In 2011, Turin and colleagues at the BSRC Alexander Fleming in Athens, Greece, tested this with fruit flies (Drosophila melanogaster). They found that flies can clearly distinguish between normal odorant molecules and their deuterated versions. The flies showed a definite aversion to deuterated compounds, and this aversion grew stronger as more hydrogen atoms were replaced with deuterium.
But the experiment went further. The researchers reasoned that if flies are detecting the vibrational frequency of C-D bonds (carbon-deuterium bonds), then they should respond similarly to other molecules that vibrate at the same frequency — even if those molecules have completely different shapes. Nitrile groups (C≡N bonds) happen to vibrate at a similar frequency to C-D bonds. When flies trained to avoid deuterated compounds were presented with nitriles, they avoided the nitriles too — despite the utterly different molecular shapes.
This was striking evidence that the flies were smelling vibrations, not shapes.
The Musk Experiment: Scaling Up to Humans
In 2013, Turin and his team at the London Centre for Nanotechnology (a collaboration between UCL and Imperial College) brought the deuterium test to human subjects. They chose musk — a large molecule whose many hydrogen atoms, when replaced with deuterium, produce a substantial shift in vibrational spectrum.
Human subjects could distinguish between normal musk and deuterated musk. The two smelled different, despite having identical shapes. When the experiment was repeated with smaller molecules like acetophenone, the difference was undetectable — consistent with the prediction that larger molecules, with more bonds and a bigger vibrational shift upon deuteration, would produce more distinguishable smells.

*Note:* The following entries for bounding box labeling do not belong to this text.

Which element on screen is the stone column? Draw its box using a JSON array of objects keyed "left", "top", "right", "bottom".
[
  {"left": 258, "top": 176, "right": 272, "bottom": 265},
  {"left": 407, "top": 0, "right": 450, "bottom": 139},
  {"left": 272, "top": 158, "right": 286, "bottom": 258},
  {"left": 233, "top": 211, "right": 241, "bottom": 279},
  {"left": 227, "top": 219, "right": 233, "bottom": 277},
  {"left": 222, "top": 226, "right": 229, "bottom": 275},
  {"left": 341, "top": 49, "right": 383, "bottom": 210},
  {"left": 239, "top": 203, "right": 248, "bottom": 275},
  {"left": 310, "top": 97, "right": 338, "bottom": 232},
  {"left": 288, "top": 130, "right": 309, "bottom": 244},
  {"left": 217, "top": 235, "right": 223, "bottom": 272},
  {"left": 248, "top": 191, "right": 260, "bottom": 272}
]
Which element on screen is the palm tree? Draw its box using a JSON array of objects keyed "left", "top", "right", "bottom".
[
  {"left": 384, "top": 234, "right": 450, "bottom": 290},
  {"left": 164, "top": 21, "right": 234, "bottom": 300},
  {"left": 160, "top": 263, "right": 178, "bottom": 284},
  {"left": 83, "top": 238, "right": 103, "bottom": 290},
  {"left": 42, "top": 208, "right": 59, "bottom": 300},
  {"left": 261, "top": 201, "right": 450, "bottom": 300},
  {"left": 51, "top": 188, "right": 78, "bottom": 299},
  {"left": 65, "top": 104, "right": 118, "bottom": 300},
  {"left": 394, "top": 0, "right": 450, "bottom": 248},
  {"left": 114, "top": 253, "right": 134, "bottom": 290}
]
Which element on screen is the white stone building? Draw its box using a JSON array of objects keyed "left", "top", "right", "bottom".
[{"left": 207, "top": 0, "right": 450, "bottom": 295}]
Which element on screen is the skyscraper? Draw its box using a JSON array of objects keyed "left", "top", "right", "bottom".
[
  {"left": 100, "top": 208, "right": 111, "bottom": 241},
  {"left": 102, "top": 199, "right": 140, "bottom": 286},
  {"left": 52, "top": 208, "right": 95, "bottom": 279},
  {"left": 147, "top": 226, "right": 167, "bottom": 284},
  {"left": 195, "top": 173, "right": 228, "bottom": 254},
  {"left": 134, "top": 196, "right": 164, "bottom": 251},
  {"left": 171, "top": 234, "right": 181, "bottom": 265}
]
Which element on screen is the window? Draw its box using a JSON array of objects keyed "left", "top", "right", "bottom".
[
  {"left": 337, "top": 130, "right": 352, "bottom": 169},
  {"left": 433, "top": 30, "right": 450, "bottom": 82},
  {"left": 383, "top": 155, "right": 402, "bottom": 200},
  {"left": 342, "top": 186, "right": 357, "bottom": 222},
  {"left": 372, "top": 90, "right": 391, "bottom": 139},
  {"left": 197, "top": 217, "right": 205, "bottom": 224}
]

The results were published and promptly debated. Other labs attempted to replicate the findings with mixed results. A 2015 study by a group at Rockefeller University found that humans could not distinguish deuterated from non-deuterated musk, though methodological differences clouded the comparison. The debate continues.
The Deeper Connection
Whether or not Turin’s specific vibrational mechanism proves correct in all its details, the underlying principle connects back to the broader revolution in quantum biology.
Enzymes use quantum tunneling to catalyze reactions. Photosynthetic complexes use quantum coherence to transfer energy. Birds use quantum entanglement to navigate. In each case, biology has found a way to exploit quantum effects in warm, wet conditions that physicists said should destroy them.

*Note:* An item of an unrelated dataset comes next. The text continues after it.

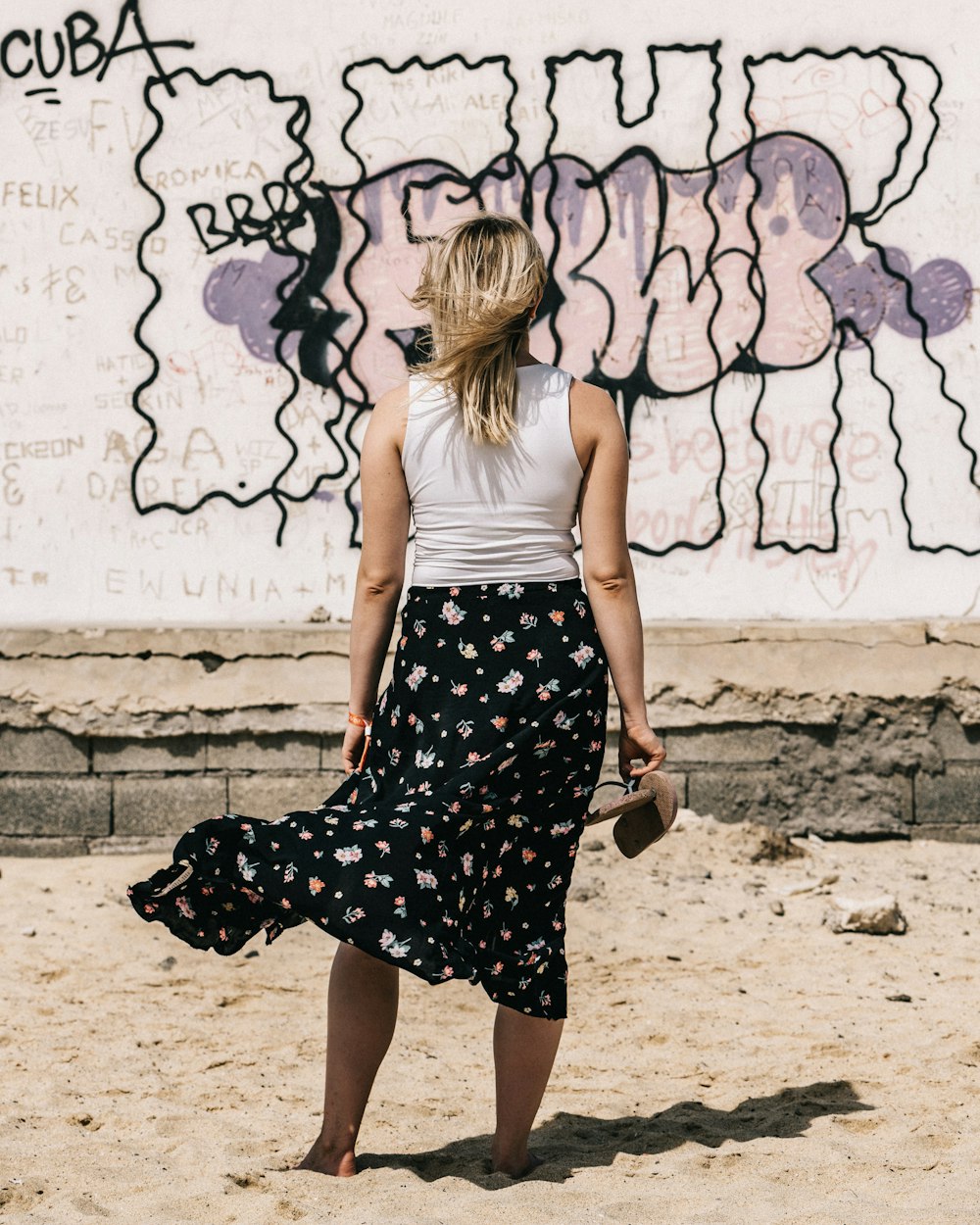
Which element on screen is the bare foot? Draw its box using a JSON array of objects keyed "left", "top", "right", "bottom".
[
  {"left": 490, "top": 1151, "right": 544, "bottom": 1179},
  {"left": 293, "top": 1141, "right": 358, "bottom": 1179}
]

The question Turin asked about smell — could a sensory system use quantum tunneling to detect molecular properties? — is really just the question of quantum biology applied to perception. If tunneling drives 50% of enzymatic chemistry, it would be strange if evolution had never found a way to use it for information processing.
Klinman showed that enzymes tunnel. Scrutton showed that protein dynamics optimize the tunneling. Turin proposed that receptors might tunnel. The thread connecting all three is the same: quantum mechanics is not an accidental feature of biochemistry. It is a tool that life has learned to wield.
Your body is a tunneling machine. Every time an enzyme in your liver metabolizes a drug, every time a dehydrogenase in your mitochondria processes fuel, every time a repair enzyme fixes your DNA — hydrogen atoms are walking through walls. And every time you smell a rose, or coffee, or rain on hot pavement, the mechanism by which those molecules register in your consciousness may involve quantum effects at a scale we are only beginning to understand.
What does it mean for our sense of reality when the fundamental processes of perception and metabolism operate by rules that defy classical intuition — particles passing through barriers, electrons tunneling across proteins, the very chemistry of life running on quantum mechanics?